Retrofit of suspension bridges in the Central and Eastern United States using distributed supplemental damping

The purpose of this investigation is to evaluate the use of distributed supplemental damping in the retrofit of suspension bridges in the central and eastern portions of the United States to decrease the seismic vulnerability of these bridges. Supplemental damping, a type of passive control, can be used to augment a structure's natural level of damping. This is achieved by installing devices such as fluid viscous dampers into the structure. Distributed damping refers to the placement of these devices at many points throughout a structure, rather than at a small number of discrete points. Three types of damping devices are considered: friction, hysteretic, and fluid viscous.; The study consists of two distinct phases. In phase I, a set of ground motion records is assembled. The set consists of both simulated and real recorded motions. The simulated ground motions used are based on previously developed synthetic motions characteristic of the Central and Eastern United States.
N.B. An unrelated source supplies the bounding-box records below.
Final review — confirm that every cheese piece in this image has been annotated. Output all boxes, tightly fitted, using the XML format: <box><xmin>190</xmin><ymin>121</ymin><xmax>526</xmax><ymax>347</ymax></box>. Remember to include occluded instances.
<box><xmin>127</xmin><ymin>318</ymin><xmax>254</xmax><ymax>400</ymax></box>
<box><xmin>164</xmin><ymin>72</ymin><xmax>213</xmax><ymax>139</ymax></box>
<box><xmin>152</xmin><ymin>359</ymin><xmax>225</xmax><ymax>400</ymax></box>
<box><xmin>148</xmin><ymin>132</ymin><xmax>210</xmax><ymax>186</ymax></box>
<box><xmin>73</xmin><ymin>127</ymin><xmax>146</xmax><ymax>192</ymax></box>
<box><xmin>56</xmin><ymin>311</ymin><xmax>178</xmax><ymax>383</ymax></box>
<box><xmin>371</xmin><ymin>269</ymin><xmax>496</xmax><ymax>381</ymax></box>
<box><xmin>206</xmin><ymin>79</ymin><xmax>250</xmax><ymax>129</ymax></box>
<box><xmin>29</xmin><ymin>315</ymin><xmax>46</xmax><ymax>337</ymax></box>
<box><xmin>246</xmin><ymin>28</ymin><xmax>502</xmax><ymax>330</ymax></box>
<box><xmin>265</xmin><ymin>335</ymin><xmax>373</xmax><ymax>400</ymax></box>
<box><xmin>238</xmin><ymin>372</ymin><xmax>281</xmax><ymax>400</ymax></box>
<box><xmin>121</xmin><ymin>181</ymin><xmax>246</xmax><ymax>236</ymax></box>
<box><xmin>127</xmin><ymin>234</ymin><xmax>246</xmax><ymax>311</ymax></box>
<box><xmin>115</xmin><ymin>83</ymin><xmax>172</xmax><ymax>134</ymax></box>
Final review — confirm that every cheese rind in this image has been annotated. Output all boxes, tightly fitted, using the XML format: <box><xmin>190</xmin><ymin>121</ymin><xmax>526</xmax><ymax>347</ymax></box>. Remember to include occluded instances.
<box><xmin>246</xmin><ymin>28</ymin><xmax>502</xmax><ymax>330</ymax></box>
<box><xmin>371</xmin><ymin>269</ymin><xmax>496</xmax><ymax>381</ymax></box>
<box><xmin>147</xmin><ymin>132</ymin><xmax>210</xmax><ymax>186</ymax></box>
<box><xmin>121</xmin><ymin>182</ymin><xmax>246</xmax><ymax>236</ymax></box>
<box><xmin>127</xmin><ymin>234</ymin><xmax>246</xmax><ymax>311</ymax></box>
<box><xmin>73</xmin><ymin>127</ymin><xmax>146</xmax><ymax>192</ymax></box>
The recorded ground motions consist of recordings of El Centro, Campano-Lucano, and San Fernando events. These motions were included due to their comparative value, high long-period motion content, and as a comparison to the long-period rich motions of the other records, respectively.; In the second phase, analytical methods are employed to evaluate the efficacy of the proposed retrofit. Finite element models of a realistic suspension bridge configuration are subjected to earthquake ground motions. Using these models, various types of damping devices are inserted throughout the suspension structure. Responses are calculated using nonlinear time history analyses of the finite element models.; The results of the investigation clearly indicate that the unretrofitted bridge is found to be vulnerable to seismic ground motions, even at very large epicentral distances. However, the use of distributed damping devices is effective in reducing response. A retrofit configuration is developed which substantially reduces the seismic demands on the superstructure and substructures. Of the three devices considered, friction and hysteretic damping devices are found to be the most effective, while fluid viscous devices prove difficult to implement.